The investigative commission ordered the second-year students to recreate their essays from Bendini’s talk — but the new works contained no hints of anti-Semitism, the commission found.

After an investigation that lasted less than two days, the commission said it had determined that Bendini had not made the remarks in question.

DAIA members met for two hours on Monday with the head of the Argentine Cabinet, Alberto Fernandez, and came away satisfied.

“It is clear to DAIA that there is no proof to incriminate Bendini. Although we have demanded that the government stay alert, we’re finished with this topic,” DAIA’s executive director, Claudio Avruj, said.

La Nacion, the country’s second-largest newspaper, declared Tuesday “The conflict is over.”

“We were not afraid to clarify what was necessary,” Fernandez said, according to the newspaper. “We are satisfied that we have done all we could for the Jewish community.”

But members of AMIA — who at the last minute were left out of Monday’s meeting with the government, with no explanation — are not satisfied.

“Lacking the original papers done by students, we believe there is more to be investigated,” Kaul said in an interview.

Infobae’s Grecco said that even if the original works had been destroyed, there still are “living proofs: the students.”

Grecco, who has written a prize-winning book on the Argentine army, said a commission composed of army officers is not the proper forum to investigate the actions of the head of the military.

The government investigation was primarily a “political production,” Grecco said, adding that he believed the government had done all it could to protect Bendini.

Grecco said Infobae’s investigation showed that Bendini was obsessed with the idea of a Patagonian invasion.

Another journalist, Horacio Verbitsky, said Bendini not only referred to Israeli groups interested in attacking Patagonia, but also accused ORT schools of backing the invasion.

Kirchner, who plans to attend Rosh Hashanah services at Manhattan’s B’nai Jeshurun synagogue, had hoped to dispel any suggestions of anti-Semitism before the Jewish new year began.

But the controversy is still raging.

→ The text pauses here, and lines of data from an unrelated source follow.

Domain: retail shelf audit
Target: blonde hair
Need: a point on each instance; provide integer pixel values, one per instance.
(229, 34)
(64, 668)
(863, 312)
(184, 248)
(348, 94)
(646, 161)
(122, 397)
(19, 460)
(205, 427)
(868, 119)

Now, the Simon Wiesenthal Center is demanding a more intensive investigation.

“The Wiesenthal Center is surprised that the government in this case is lacking the parameters of transparency that were used in other cases,” the center’s Latin America representative, Sergio Widder, said. “There is inscrutability surrounding Bendini’s case.”

Widder called for a commission of legislators to investigate.

“The main harm will be for the government,” Widder said, referring to Kirchner’s attempts to restore government credibility damaged by the bumbling AMIA bombing investigation.

Many local Jews believe Bendini indeed made anti-Semitic remarks but don’t think the incident should be viewed exclusively as a Jewish problem.

“If the head of the army makes anti-Semitic remarks, it’s a threat for democratic institutions, not only for Jews,” said one Buenos Aires Jewish man asked not to be identified. “Why does the head of the national Cabinet feel he has to satisfy the Jews, rather than Argentine society?”